本文内容接着上一篇文章Android的UI显示原理之Surface的创建继续来看Surface渲染的大致过程。

这里说的Surface的渲染其实就是ViewRootImpl的渲染。因此我们从ViewRootImpl.draw()来看一下它的渲染逻辑。这个方法最终会调用到ViewRootImpl.drawSoftward():

private boolean drawSoftware(Surface surface, AttachInfo attachInfo,...) {
    // Draw with software renderer.
    final Canvas canvas;
    ...
    canvas = mSurface.lockCanvas(dirty);  //step 1
    ...
    mView.draw(canvas);  //setp 2
    ...
    mSurface.unlockCanvasAndPost(canvas);  //step 3
}

mViewViewRootImpl的根ViewmSurface即为上一篇文章分析的所创建的Surface,它的实际对象在nativie层。

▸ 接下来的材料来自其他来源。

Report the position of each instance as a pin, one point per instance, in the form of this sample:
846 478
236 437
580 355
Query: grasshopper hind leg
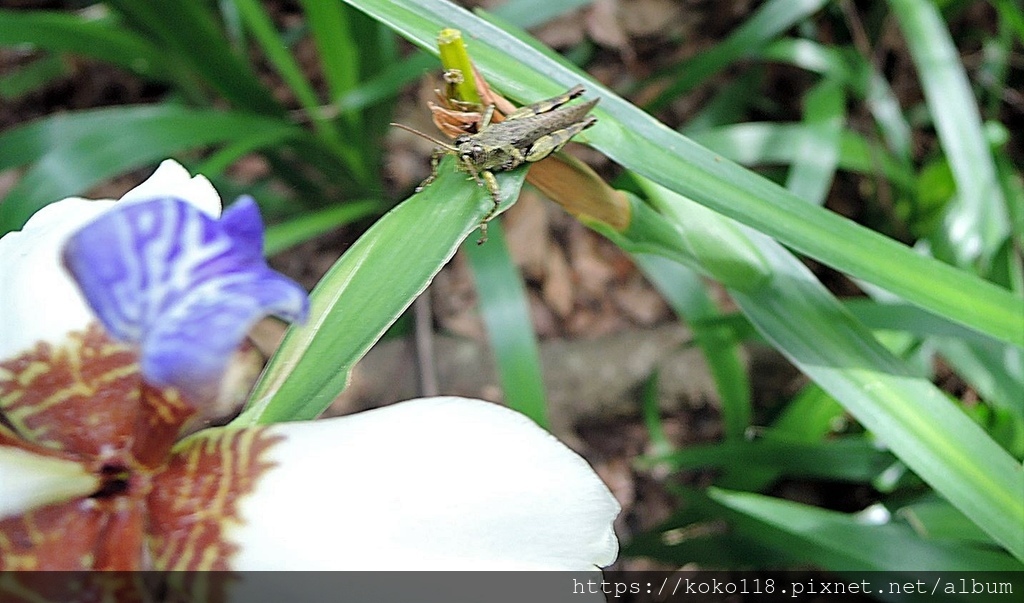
435 159
492 185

上面3步大致描绘了ViewRootImpl的绘制原理,本文就逐一分析这3步,来大致了解ViewRootImpl的渲染逻辑。

mSurface.lockCanvas()

public Canvas lockCanvas(Rect inOutDirty){
    ...
    mLockedObject = nativeLockCanvas(mNativeObject, mCanvas, inOutDirty);
    return mCanvas;
}

这个方法会直接调用到native方法nativeLockCanvas(mNativeObject, mCanvas, inOutDirty)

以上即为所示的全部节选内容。